# FizzBuzz in One Line

2013-02-03

Over the past month, I've relocated to San Francisco and started as part of the spring cohort at DevBootcamp. As a result, I have had less time to add new posts here.

Among the many highlights of last week at DBC, I learned a one-line implementation of FizzBuzz in Ruby. It's a clever piece of code and worth taking apart.

First, to review, the requirements of the classic FizzBuzz program are as follows: print out the numbers one to one hundred. If a number is divisible by three, print out "Fizz" instead of the number. Likewise, if a number is divisible by five, print out "Buzz." Finally, if a number is divisible by both three and five, print out "FizzBuzz."

Here's how to do all that using just one line in Ruby.

``````puts (1..100).map { |i| (fb = [["Fizz"][i % 3], ["Buzz"][i % 5]].compact.join).empty? ? i : fb }
``````

Naturally, the code above is far from transparent. Let's take it apart piece by piece.

We start by calling `puts` on an array, which will be the return value of the `map` function. The nice thing about `puts` is that it will iterate over an array, printing an element and then a new line each time.

Next comes the hairy part. We call `map` on one through one hundred. For each number, we assign a particular value to the `fb` local variable. Understanding that particular value is at the heart of this one-liner.

Let's start by assuming that we've passed three into the block, represented by `i`. The expression `i % 3` becomes `3 % 3` which evaulates to zero. Therefore, we'll have `["Fizz"]`. The zeroeth index of a one member array is the first member, and so the result will be `"Fizz"`. Second, the expression `i % 5` will become `3 % 5` which will evaluate to `3`. And this is the most important trick. In Ruby, when we ask for an index on an array which is larger than the array, e.g., `["a", "b", "c"]`, we won't get an error. Instead, we'll simply get `nil`. As a result, the expression `["Buzz"][3 % 5]` will become `["Buzz"]` which will finally become simply `nil`.

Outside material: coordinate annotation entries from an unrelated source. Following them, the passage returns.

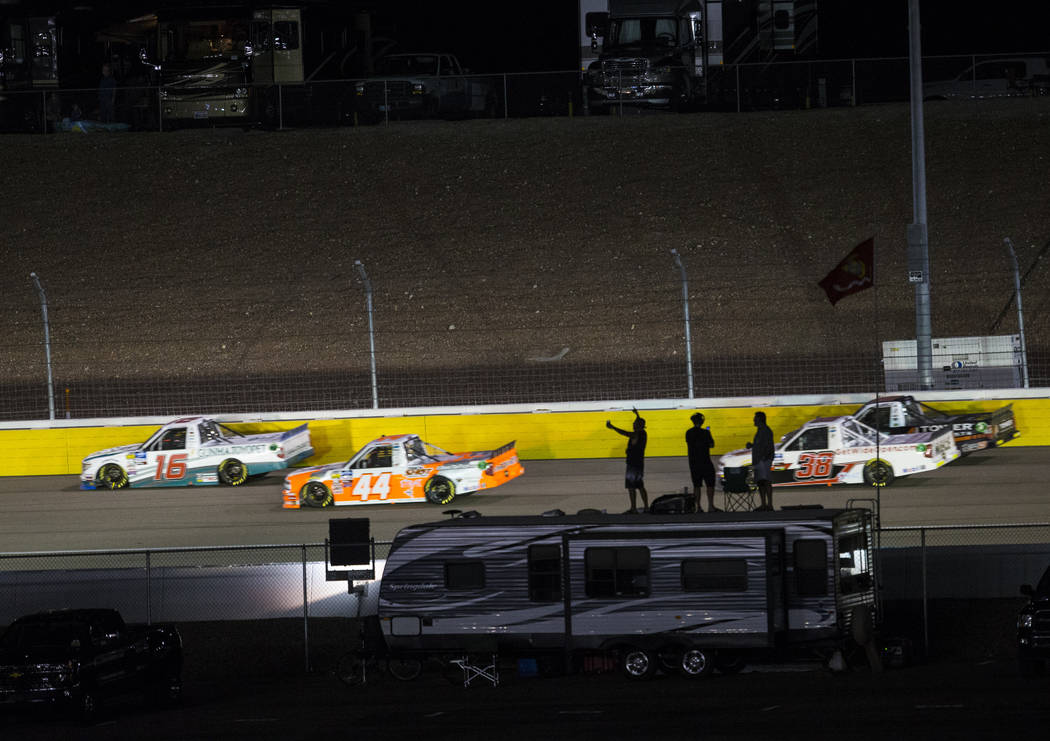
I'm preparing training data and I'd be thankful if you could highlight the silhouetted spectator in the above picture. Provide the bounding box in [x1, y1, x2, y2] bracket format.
[686, 411, 721, 512]
[605, 409, 649, 514]
[748, 411, 776, 511]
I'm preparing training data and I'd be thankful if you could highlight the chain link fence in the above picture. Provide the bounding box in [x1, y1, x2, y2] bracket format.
[0, 52, 1050, 133]
[0, 56, 1050, 421]
[0, 258, 1050, 420]
[0, 523, 1050, 672]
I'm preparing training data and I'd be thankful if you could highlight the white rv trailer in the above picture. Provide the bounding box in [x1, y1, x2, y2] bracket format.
[379, 508, 878, 676]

So, when `i` is three, the resulting array will be:

``````# step one
[["Fizz"][3 % 3], ["Buzz"][3 % 5]]
# step two
[["Fizz"], ["Buzz"]]
# step three
["Fizz", nil]
``````

In other words, every time we have a number which is evenly divisible by three, i.e., `i % 3 == 0`, we'll get a `"Fizz"` in our array. And every time we get a number which is evenly divisible by five, i.e., `i % 5 == 0`, we'll get a `"Buzz"`. If both conditions are satisfied, e.g., as with `15`, we'll get an array with both `"Fizz"` and `"Buzz"`, e.g., `["Fizz", "Buzz"]`.

With that down, we simply call `compact` on the resulting array, removing any `nil` members, and join the two members together into a string. If we have a `"Fizz"` and a `nil`, the `join` method is smart enough to drop the `nil`, and just leave `"Fizz"`. A `"Fizz"` and a `"Buzz"` will become `"FizzBuzz`. If we have two `nil` members, `join` will return an empty string.

We then assign the result of `compact` and `join` to a variable local to the block, i.e., `fb`.

The rest of the line is simply a ternary expression. If our `fb` string is an empty string, we return `i`, otherwise we return whatever has been assigned to `fb`.

And that is the FizzBuzz problem in one line. Just please don't write code like this in production.